I often find Myself cooking between two and four in the morning. Not sure why, but this is when the proliferation of stir-fried creations tends to happen. In this case, a very simple set of ingredients lead to yet another delicious meal. Chicken in a salty caramel sauce, lightly fried veggies, caramelized onions and peppercorn rice. The chicken is a bit of a rip on a Vietnamese style Ga Kho, or as most of us call it, hot and spicy chicken. I simply omitted the fish sauce, lemongrass and ginger instead using seasoned salt. The rice was quite nice. It’s subtle, like sushi rice, until You bite on a peppercorn. If You use white pepper, it will be quite spicy. Other varieties emit a mild peppery flavor, but most of the bite dissipates while cooking. The onions took Me three hours to get to that amazingly sweet, gooey texture. If You skip that part however, this meal can be prepared and cooked in thirty to fourty-five minutes. Even faster if You make the chicken in one pan and the veggies in another.

For starters, chop up 2 medium to large onions and cook over low heat until caramalized and set aside. Don’t worry if it looks like a lot when You start, they will be dramatically reduced as You cook. This can take hours, but it is so worth it.

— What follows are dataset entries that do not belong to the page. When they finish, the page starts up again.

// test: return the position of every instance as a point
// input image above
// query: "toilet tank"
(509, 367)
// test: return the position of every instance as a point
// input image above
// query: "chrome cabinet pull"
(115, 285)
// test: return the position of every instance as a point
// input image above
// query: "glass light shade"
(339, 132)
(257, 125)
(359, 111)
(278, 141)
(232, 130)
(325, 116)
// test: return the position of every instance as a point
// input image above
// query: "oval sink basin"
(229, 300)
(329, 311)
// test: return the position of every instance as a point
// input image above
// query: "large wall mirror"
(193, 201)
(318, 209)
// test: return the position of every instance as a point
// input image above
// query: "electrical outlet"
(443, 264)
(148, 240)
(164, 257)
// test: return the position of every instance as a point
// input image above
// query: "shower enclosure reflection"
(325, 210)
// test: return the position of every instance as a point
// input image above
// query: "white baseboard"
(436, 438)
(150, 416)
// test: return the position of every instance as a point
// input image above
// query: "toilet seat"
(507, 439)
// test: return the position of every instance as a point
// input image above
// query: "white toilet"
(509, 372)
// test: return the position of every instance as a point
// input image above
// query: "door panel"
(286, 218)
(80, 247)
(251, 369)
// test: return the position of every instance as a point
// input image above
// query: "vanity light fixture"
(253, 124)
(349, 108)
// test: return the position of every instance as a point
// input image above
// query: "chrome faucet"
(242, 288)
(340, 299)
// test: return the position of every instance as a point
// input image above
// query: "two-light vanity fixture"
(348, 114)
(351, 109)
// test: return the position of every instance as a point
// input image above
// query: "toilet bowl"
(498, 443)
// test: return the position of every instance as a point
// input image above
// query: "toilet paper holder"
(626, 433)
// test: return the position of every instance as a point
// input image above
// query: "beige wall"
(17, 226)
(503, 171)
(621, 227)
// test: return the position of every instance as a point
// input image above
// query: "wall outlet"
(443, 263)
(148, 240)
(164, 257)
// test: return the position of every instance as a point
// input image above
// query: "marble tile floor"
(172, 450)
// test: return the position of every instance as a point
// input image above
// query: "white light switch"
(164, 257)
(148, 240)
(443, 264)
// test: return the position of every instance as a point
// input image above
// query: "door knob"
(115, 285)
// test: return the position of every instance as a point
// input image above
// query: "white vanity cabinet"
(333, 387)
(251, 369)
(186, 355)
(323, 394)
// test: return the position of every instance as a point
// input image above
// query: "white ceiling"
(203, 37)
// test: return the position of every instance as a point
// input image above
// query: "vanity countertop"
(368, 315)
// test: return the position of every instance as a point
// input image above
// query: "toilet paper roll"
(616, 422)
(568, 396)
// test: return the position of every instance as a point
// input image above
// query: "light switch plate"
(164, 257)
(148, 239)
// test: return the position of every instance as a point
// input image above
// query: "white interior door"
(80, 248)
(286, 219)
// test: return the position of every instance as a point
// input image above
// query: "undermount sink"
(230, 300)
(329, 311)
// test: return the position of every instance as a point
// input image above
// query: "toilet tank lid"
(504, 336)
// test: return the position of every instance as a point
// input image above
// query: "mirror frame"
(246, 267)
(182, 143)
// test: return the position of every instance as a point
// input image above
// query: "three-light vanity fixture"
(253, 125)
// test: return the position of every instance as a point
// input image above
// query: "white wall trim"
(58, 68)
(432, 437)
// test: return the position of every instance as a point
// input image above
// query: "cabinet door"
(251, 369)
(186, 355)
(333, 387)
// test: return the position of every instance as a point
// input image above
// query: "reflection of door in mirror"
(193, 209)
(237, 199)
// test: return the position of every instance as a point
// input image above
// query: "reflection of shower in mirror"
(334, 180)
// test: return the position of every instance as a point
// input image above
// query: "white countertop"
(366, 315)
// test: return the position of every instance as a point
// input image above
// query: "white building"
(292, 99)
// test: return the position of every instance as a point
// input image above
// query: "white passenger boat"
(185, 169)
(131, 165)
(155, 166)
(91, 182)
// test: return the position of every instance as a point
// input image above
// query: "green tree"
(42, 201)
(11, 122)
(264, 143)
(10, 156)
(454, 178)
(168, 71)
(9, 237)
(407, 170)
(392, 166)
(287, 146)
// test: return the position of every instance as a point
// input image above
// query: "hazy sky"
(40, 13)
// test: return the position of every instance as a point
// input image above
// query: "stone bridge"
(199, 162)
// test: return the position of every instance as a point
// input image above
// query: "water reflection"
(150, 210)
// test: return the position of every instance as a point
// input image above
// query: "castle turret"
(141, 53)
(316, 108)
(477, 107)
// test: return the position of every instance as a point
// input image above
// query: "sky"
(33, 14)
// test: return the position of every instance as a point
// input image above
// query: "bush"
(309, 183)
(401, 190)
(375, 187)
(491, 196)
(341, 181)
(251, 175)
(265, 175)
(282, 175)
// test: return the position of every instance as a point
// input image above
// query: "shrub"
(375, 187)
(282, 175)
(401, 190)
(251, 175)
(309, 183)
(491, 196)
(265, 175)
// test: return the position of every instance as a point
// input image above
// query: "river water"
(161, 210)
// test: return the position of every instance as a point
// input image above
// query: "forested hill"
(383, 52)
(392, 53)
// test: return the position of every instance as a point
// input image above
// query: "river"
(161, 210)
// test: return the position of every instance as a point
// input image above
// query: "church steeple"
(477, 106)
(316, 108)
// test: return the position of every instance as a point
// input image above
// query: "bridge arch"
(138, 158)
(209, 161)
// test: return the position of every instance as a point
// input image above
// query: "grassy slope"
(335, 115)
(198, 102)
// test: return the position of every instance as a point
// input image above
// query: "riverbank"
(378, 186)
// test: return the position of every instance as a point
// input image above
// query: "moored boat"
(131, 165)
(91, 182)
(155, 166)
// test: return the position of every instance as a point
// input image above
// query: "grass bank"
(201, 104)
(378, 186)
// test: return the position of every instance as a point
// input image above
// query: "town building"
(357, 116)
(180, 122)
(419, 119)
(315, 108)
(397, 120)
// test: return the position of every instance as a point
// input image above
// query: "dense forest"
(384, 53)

In Your rice cooker, or pot, add 1 cup of rice and 1 tbsp whole peppercorns, mix until the pepper is evenly dispersed. Then add 1.5 cups of water and 1 tsp of rice vinegar. Mix thoroughly and cook until the rice has reached Your desired texture.

While the rice is cooking, thinly slice a medium sized carrot and fry over medium heat to Your liking and remove from the pan. Then, stir fry 1 cup of brocolli with 1 cloves worth of minced garlic and a splash of soy sauce. Once finished, remove from the pan and wipe it clean.

Now, over high heat, stir fry 2 chopped up chicken thighs with 1 tsp rice vinegar, half a tbsp of lowry’s seasoned salt and 2 tbsp(or more!) of brown sugar. Cook until You have a thick brown caramel glaze and You are done. Enjoy!

 


Fancy Feast

Fancy Feast © Andor

Last fall, I headed up to northern Wisconsin with My brother and some friends. During that trip, two of the bunch proposed a monthly cook-off. The original theme was simply ‘make Your s*** fancy.’ What can I say, it was a weekend of drinking, shooting and dirt bikes. The feast idea changed slightly after that and starting this past January, Fancy Feast had begun. Instead of making it a competition, it is a slightly less intense meal making endeavor. Four courses minimum, guests bring a bottle of decent booze as tribute, or declare themselves the next host/cook for the feast.

First up was My friend Keith, who made some beet and cheese appetizers that were quite good. Followed by a lobster and shrimp torta with lima beans, avacodo topped with seasoned cream cheese and an encrusted herby salmon bake. Then, He banged out a lovely candied bacon, puffed cream and brownie desert.

February went to My brother, Chris. Churning out seven dishes and various drinks. I did however neglect to catch a picture of the fresh pumpkin bread desert. Pictured are His mushroom soup, with leeks. Egg cooked in swirling water and hash, a topper variety plate, cold soba and soy sauce, what I think was a chorizo dish and meatballs cooked forever in a pho soup stock.

I called March’s meal. My theme was simply to do something different. So, no stir-fry. No grill, or smoker. No cajun spices, chili blends, sherry, or even soy sauce. I struggled a bit, making multi-course meals that come round after round doesn’t mesh particularly well with My laid back, ‘just throw some stuff together and hope it’s good’ cooking tendencies. I produced the minimum of four dishes. Bacon and baby lima bean soup, spicy sweet potato mash with roasted brocolli and pistachios on toast, fruit stuffed pork tenderloin roll and finished with citrus gratin. The desert was kind of odd honestly, but it had much potential to be delicious. Something to ponder on how to go about improving.